National research center ***Biochemical genetic unit
Ainshams University #Genetic unit pediatric dep.
Speaker Lobna Mansour
Abstract
Objective: highlight clinical, neuroimaging of macrocephaly their biochemical and molecular workup for early diagnosis and management
Methods Ninety cases with macrocephaly excluding hydrocephalus( 6 months -10years) subjected to MRI , urine organic acid and TMS/MS(59) ,abdominal US (23 ),hexoseaminidase A,B (20 ),Arylsulfatase (14),b galactosidase (4) , VLCFA (7),skeletal survey (8), MRS(9) and molecular diagnosis Canavan (6), GM1(1) and prenatal D(3).
Results :Canavan (20 ), Gangliosidosis( 20 :
TaySach 15 ,Sandhoff :1 , GM1: 4 ) , Vanishing white matter ( 3) , Zellweger S( 7) with dysmorphic features, hypotonia , defective vision . Glutaric aciduria 1 (15) : with episodic or progressive deterioration .Megalencephalic leukoencephalopathy with subcortical cysts (6 ) : milder clinically .Benign subdural effusion( 5),benign familial macrocephaly &Trenaunay Weber( 2 each) and malformations of cortical development (3 ),Jubert S(3). Possibile Alexander (4)Molecular diagnosis confirmed Canavan ( 6 ) GM1 (1) , prenatal diagnosis :normal fetus one ,affected two.

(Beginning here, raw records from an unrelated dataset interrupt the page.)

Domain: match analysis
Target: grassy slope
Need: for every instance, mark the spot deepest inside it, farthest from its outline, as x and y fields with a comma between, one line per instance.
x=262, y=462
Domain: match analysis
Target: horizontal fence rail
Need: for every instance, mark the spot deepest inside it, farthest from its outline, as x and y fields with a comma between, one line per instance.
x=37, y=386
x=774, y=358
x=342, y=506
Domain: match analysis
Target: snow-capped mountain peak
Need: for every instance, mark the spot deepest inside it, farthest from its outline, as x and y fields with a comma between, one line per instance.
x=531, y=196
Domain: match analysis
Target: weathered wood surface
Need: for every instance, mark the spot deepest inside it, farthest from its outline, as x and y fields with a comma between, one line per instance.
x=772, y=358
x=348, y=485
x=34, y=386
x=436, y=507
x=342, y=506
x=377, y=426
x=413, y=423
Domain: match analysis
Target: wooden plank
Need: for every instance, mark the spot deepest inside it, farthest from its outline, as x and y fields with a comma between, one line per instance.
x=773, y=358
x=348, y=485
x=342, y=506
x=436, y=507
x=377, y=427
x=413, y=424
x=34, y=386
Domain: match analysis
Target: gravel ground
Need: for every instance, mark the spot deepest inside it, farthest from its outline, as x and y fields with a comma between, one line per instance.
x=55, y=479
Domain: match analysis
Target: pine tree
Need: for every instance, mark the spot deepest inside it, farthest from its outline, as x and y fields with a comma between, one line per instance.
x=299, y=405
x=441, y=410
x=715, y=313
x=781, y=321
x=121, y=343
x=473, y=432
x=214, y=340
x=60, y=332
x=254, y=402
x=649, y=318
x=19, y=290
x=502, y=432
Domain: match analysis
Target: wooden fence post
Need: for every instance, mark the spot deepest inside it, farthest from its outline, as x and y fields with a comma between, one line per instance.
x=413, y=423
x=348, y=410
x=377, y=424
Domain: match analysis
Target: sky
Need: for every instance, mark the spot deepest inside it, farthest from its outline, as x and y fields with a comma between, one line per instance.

Conclusion: Gangliosidosis and Canavan were the commonest with steady deterioration, followed by glutaric aciduria 1 .MRI is helpful in Leukodystrophy, MCD .Enyme activity for gangliosidosis urine organic acid for Canavan and Glutaric aciduria 1 and screening of siblings..Molecular diagnosis for confirmation prenatal diagnosis.